Parents and adult children
When you’re about to ask a friend or a colleague whether they’re going home for the holidays this week, think twice.
The holidays — so often tied to family and tangled in questions of going home — are not always so happy when you are estranged from a parent or child. They’re even more difficult when well-meaning types push you to bury the hatchet for the sake of peace in this theoretically joyous season.
Kristina Scharp, an assistant professor at Utah State University and director of the Family Communication Lab there, has published extensively about parent-child estrangement. She defines estrangement as occurring when at least one family member voluntarily and intentionally distances himself or herself from another because of an ongoing negative relationship. And she notes that estrangement is complicated for the people experiencing it.
“Sometimes estrangement means a clean break, a fight and that’s it, but it can also be a chaotic disassociation, a relationship that’s on and off again over the years,” Scharp explained.
Estrangement is not simply needing to distance oneself from a parent and not coming home for the holidays one year, added Leah Bryant, an associate professor from DePaul University who teaches Family Communication and the Dark Side of Human Relationships.
“There’s a difference between wanting a hiatus or wanting space for awhile and deciding that your life would be better without them,” Bryant said.
How Estrangement Happens
Bryant notes that estrangement is not usually a mutual process, and the circumstances depend on who is doing the estranging.

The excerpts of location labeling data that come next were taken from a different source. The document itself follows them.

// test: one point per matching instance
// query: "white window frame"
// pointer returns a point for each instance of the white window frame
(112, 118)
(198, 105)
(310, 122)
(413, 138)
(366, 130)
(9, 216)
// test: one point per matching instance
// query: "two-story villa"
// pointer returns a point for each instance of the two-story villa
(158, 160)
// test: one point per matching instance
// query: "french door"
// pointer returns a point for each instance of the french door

“With adult children, it is often based on prolonged psychologically damaging interactions — mistreatment, abuse or just indifference — with their parents, and they finally have the fortitude to put some distance between themselves or sever that relationship,” Bryant said.
There is an idealized image of what families are like, and it’s a reminder now that the family is broken and they worry that maybe they themselves are broken.
— Professor Leah Bryant, DePaul University
Parents often don’t know why their child is estranged from them, though most people have heard stories about children of narcissistic moms who severed ties or “casually cruel” parents who severed for their own sanity and self- preservation as well as that of their loved ones. Scholars point out that this type of estrangement is sometimes healthy for both people in the relationship.
“A lot of parents have no idea why their grown children don’t talk to them anymore, and it’s devastating to them,” said Scharp. “It’s this weird thing where it feels terrible, but it’s probably also helpful because often, the other person (parent or child) might not be good for them.”
Although there are varied reasons cited for parents severing ties with their adult children, Bryant said much of the research cites parental disapproval of their child’s love interest or sexuality. In these cases, the estrangement can become mutual, she said.